Script 2: Running one job using variables
In this script, I slightly modified Script 1. Instead of using the name of the individual’s file, I made a variable to define the name of the individual as well as the name of the reference genome.
#!/bin/bash
#SBATCH --job-name=Pop1_16220_Variables
#SBATCH --mail-user=curtis.lei@northeastern.edu
#SBATCH --partition=lotterhos
#SBATCH --mem=25Gb
#SBATCH --nodes=1
#SBATCH --cpus-per-task=4
#SBATCH --output=/home/curtis.lei/2024Cod_Inversions/slurm_log/Pop1_16220_Variables.out
#SBATCH --error=/home/curtis.lei/2024Cod_Inversions/slurm_log/Pop1_16220_Variables.err
## Define Variables
REFERENCE="GCF_902167405.1_gadMor3.0_genomic"
ALPHA_2="Pop1_16220"
## Load the necessary modules
module load singularity/3.10.3
module load samtools/1.19.2
echo "module load complete"
## Sort and Index the BAM File in GRIDSS Cod Data folder
cd /home/curtis.lei/gridss/cod_data
samtools sort -m 40G /work/lotterhos/2020_CodGenomes/labeled_bam_Out/${ALPHA_2}.f.rg.bam > ${ALPHA_2}.sorted.f.rg.bam
samtools index ${ALPHA_2}.sorted.f.rg.bam
echo "sort and index complete"
## Run Delly
singularity run /home/curtis.lei/Containers/delly_v1.2.6.sif delly call -g /home/curtis.lei/gridss/cod_data/${REFERENCE}.fna /home/curtis.lei/gridss/cod_data/${ALPHA_2}.sorted.f.rg.bam > /home/curtis.lei/delly/delly.${ALPHA_2}.vcf
echo "delly complete"
## Run GRIDSS on generated Delly VCF
singularity run /home/curtis.lei/Containers/gridss_2.13.2.sif gridss_extract_overlapping_fragments --targetvcf /home/curtis.lei/delly/delly.${ALPHA_2}.vcf ${ALPHA_2}.sorted.f.rg.bam
singularity run /home/curtis.lei/Containers/gridss_2.13.2.sif gridss -r ${REFERENCE}.fna -o /home/curtis.lei/gridss/gridssDelly.${ALPHA_2}.vcf ${ALPHA_2}.sorted.f.rg.bam.targeted.bam
echo "GRIDSS complete"
Script 3: Running more than one job using a text file with the variable names
In this script, I have now added a separate text file containing the names of more than one individual that will now be stored into an array.

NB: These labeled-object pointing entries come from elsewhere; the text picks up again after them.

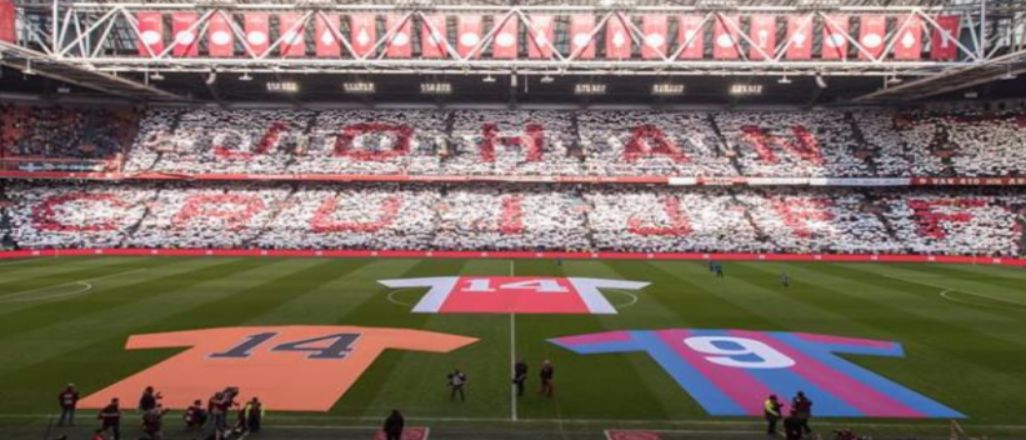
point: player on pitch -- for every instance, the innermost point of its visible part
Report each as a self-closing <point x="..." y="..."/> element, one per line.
<point x="110" y="418"/>
<point x="547" y="374"/>
<point x="771" y="411"/>
<point x="519" y="376"/>
<point x="803" y="410"/>
<point x="457" y="381"/>
<point x="68" y="400"/>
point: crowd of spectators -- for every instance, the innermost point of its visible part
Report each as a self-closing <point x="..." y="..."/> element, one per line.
<point x="776" y="144"/>
<point x="64" y="132"/>
<point x="514" y="217"/>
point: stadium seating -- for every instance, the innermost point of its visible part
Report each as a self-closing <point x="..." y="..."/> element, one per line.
<point x="514" y="217"/>
<point x="489" y="143"/>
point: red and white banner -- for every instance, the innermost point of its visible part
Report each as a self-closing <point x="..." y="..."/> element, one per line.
<point x="434" y="43"/>
<point x="465" y="254"/>
<point x="909" y="43"/>
<point x="691" y="37"/>
<point x="872" y="31"/>
<point x="542" y="35"/>
<point x="618" y="39"/>
<point x="943" y="38"/>
<point x="469" y="35"/>
<point x="220" y="39"/>
<point x="504" y="44"/>
<point x="582" y="41"/>
<point x="834" y="37"/>
<point x="151" y="33"/>
<point x="326" y="42"/>
<point x="257" y="26"/>
<point x="799" y="36"/>
<point x="399" y="44"/>
<point x="185" y="34"/>
<point x="8" y="22"/>
<point x="654" y="30"/>
<point x="725" y="38"/>
<point x="763" y="34"/>
<point x="292" y="34"/>
<point x="363" y="33"/>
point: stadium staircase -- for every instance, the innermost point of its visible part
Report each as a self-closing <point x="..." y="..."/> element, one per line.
<point x="869" y="151"/>
<point x="130" y="231"/>
<point x="938" y="146"/>
<point x="760" y="235"/>
<point x="576" y="150"/>
<point x="276" y="210"/>
<point x="726" y="147"/>
<point x="873" y="205"/>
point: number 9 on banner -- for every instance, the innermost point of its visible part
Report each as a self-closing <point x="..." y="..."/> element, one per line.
<point x="739" y="352"/>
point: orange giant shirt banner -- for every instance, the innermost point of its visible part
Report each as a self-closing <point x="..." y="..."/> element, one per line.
<point x="290" y="368"/>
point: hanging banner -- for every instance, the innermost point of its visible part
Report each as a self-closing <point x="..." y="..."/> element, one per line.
<point x="399" y="44"/>
<point x="186" y="41"/>
<point x="872" y="30"/>
<point x="542" y="34"/>
<point x="221" y="41"/>
<point x="257" y="26"/>
<point x="292" y="35"/>
<point x="151" y="33"/>
<point x="618" y="40"/>
<point x="326" y="42"/>
<point x="763" y="33"/>
<point x="504" y="45"/>
<point x="909" y="44"/>
<point x="725" y="38"/>
<point x="468" y="35"/>
<point x="834" y="37"/>
<point x="799" y="35"/>
<point x="582" y="42"/>
<point x="942" y="39"/>
<point x="433" y="40"/>
<point x="691" y="37"/>
<point x="654" y="29"/>
<point x="363" y="33"/>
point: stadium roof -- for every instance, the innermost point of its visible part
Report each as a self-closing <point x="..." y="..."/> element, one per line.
<point x="108" y="63"/>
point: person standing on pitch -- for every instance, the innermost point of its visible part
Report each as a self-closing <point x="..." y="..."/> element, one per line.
<point x="110" y="418"/>
<point x="149" y="400"/>
<point x="803" y="410"/>
<point x="393" y="426"/>
<point x="771" y="410"/>
<point x="547" y="374"/>
<point x="519" y="376"/>
<point x="68" y="400"/>
<point x="457" y="381"/>
<point x="792" y="427"/>
<point x="253" y="413"/>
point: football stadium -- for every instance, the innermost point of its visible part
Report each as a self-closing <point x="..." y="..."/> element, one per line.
<point x="621" y="219"/>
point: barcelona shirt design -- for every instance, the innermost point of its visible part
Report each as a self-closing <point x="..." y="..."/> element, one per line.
<point x="731" y="372"/>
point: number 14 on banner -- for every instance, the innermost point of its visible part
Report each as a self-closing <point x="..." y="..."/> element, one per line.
<point x="514" y="294"/>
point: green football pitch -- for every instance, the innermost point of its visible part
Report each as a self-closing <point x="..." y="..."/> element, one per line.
<point x="962" y="328"/>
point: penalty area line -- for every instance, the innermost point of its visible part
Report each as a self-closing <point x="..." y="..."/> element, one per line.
<point x="751" y="422"/>
<point x="946" y="293"/>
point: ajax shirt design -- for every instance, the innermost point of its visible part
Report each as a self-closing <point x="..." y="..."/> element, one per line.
<point x="731" y="372"/>
<point x="514" y="294"/>
<point x="290" y="368"/>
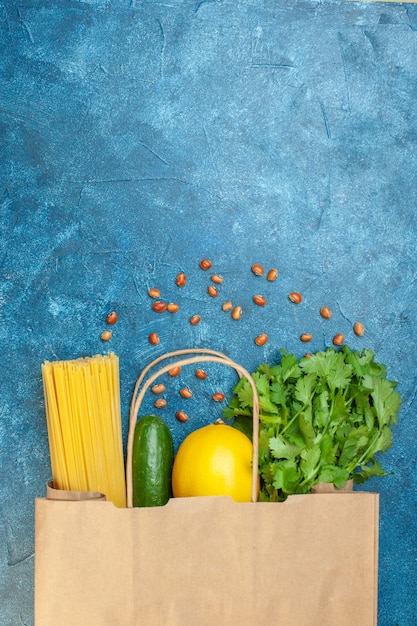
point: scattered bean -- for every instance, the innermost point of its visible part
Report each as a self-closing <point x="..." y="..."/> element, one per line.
<point x="358" y="329"/>
<point x="174" y="371"/>
<point x="158" y="388"/>
<point x="237" y="313"/>
<point x="272" y="275"/>
<point x="295" y="297"/>
<point x="181" y="416"/>
<point x="112" y="318"/>
<point x="212" y="291"/>
<point x="325" y="312"/>
<point x="159" y="306"/>
<point x="257" y="269"/>
<point x="153" y="339"/>
<point x="259" y="300"/>
<point x="205" y="264"/>
<point x="261" y="339"/>
<point x="181" y="279"/>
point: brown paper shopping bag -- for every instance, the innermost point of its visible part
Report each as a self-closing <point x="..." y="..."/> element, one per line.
<point x="310" y="561"/>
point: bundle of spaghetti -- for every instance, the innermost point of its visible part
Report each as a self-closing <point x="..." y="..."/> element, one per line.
<point x="83" y="414"/>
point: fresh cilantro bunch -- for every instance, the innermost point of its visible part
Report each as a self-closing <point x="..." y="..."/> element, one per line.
<point x="323" y="418"/>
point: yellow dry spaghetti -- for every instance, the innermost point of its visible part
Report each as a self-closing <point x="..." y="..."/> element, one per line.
<point x="82" y="403"/>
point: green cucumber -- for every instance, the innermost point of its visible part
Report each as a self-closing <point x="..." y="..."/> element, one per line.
<point x="152" y="459"/>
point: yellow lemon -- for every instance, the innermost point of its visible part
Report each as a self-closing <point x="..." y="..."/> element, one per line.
<point x="215" y="460"/>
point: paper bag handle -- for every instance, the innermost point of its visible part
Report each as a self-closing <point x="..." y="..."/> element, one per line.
<point x="200" y="355"/>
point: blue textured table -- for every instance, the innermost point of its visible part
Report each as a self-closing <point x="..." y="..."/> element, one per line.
<point x="138" y="137"/>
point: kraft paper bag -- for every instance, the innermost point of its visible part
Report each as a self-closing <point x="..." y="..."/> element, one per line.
<point x="206" y="561"/>
<point x="209" y="561"/>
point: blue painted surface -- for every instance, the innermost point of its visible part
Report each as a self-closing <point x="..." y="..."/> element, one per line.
<point x="138" y="137"/>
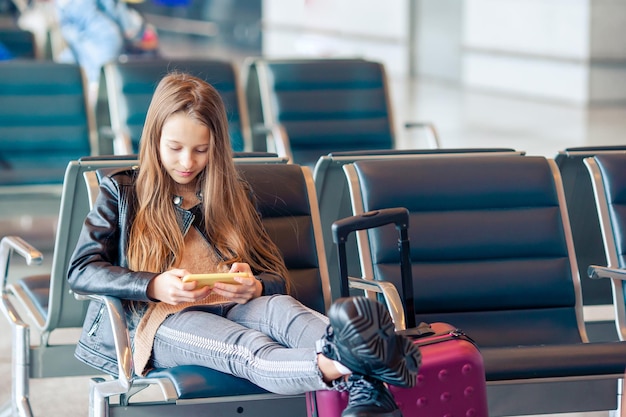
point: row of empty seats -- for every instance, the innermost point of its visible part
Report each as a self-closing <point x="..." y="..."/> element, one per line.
<point x="492" y="253"/>
<point x="302" y="109"/>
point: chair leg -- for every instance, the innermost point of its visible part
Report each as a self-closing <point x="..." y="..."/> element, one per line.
<point x="19" y="404"/>
<point x="621" y="398"/>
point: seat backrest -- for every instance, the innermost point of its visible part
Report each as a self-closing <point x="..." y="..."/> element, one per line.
<point x="584" y="218"/>
<point x="44" y="122"/>
<point x="491" y="249"/>
<point x="64" y="311"/>
<point x="130" y="85"/>
<point x="324" y="105"/>
<point x="334" y="197"/>
<point x="609" y="185"/>
<point x="19" y="42"/>
<point x="286" y="200"/>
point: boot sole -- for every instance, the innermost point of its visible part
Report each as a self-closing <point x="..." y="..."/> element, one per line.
<point x="368" y="344"/>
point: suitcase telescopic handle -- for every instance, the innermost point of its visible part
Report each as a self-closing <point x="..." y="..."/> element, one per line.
<point x="399" y="216"/>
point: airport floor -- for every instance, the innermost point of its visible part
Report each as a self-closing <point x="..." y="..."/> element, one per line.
<point x="463" y="117"/>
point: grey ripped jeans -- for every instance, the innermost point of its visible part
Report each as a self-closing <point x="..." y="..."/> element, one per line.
<point x="269" y="341"/>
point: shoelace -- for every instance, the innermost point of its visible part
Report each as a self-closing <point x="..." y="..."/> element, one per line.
<point x="362" y="391"/>
<point x="326" y="345"/>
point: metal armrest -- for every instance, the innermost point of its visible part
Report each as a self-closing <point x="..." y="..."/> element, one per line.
<point x="598" y="272"/>
<point x="433" y="136"/>
<point x="390" y="295"/>
<point x="10" y="244"/>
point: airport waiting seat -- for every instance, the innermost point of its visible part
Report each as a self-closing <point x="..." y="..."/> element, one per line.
<point x="43" y="303"/>
<point x="588" y="243"/>
<point x="492" y="253"/>
<point x="286" y="199"/>
<point x="609" y="188"/>
<point x="334" y="198"/>
<point x="19" y="42"/>
<point x="44" y="124"/>
<point x="306" y="108"/>
<point x="127" y="87"/>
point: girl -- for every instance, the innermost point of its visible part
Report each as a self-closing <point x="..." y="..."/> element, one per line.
<point x="185" y="210"/>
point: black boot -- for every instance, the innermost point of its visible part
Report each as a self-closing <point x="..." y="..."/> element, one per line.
<point x="369" y="397"/>
<point x="361" y="336"/>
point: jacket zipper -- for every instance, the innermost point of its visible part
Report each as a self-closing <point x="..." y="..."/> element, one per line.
<point x="96" y="322"/>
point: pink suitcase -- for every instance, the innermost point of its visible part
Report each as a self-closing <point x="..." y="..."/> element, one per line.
<point x="451" y="379"/>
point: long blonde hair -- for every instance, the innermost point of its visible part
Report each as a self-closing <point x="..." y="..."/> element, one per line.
<point x="231" y="220"/>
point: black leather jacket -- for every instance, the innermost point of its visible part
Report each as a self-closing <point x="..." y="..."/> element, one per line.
<point x="99" y="266"/>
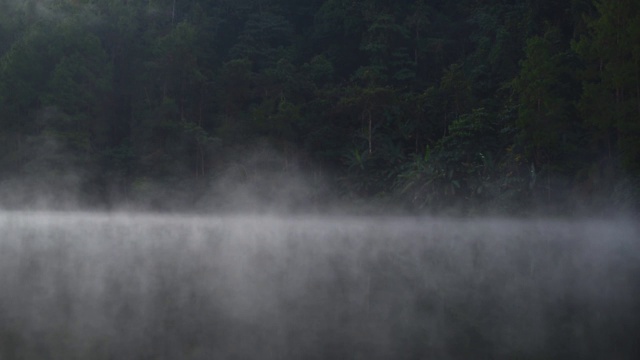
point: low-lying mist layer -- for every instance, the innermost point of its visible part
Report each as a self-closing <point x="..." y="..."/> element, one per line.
<point x="134" y="286"/>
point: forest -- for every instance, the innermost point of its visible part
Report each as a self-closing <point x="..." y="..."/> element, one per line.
<point x="484" y="105"/>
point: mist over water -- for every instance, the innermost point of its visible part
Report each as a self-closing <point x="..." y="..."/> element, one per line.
<point x="143" y="286"/>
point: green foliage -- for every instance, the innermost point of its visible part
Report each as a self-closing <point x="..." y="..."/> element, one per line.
<point x="435" y="103"/>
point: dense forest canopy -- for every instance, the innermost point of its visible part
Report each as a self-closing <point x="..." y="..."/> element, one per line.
<point x="499" y="104"/>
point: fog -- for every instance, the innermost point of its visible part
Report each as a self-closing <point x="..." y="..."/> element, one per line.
<point x="92" y="285"/>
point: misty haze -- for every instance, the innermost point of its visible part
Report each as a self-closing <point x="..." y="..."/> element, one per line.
<point x="319" y="179"/>
<point x="134" y="286"/>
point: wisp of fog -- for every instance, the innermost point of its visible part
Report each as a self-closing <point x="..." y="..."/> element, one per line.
<point x="143" y="286"/>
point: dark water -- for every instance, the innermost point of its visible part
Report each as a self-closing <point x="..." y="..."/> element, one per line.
<point x="127" y="286"/>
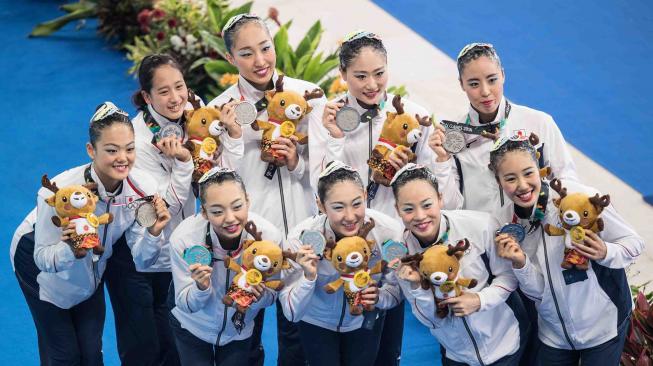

Now, rather than a single variable, the array will be called and run. The ‘%j’ allows an output and error file to be made for each job within the array.
#!/bin/bash
#SBATCH --job-name=Pop1_16220-24
#SBATCH --mail-user=curtis.lei@northeastern.edu
#SBATCH --partition=lotterhos
#SBATCH --mem=25Gb
#SBATCH --nodes=1
#SBATCH --cpus-per-task=4
#SBATCH --array=1-2%2
#SBATCH --output=/home/curtis.lei/2024Cod_Inversions/slurm_log/Pop1_16220-24%j.out
#SBATCH --error=/home/curtis.lei/2024Cod_Inversions/slurm_log/Pop1_16220-24%j.err
## Define Variables
Cod_ID=`sed -n ${SLURM_ARRAY_TASK_ID}p /home/curtis.lei/2024Cod_Inversions/src/Cod_ID_Variables_2-3.txt`
echo ${Cod_ID}
REFERENCE="GCF_902167405.1_gadMor3.0_genomic"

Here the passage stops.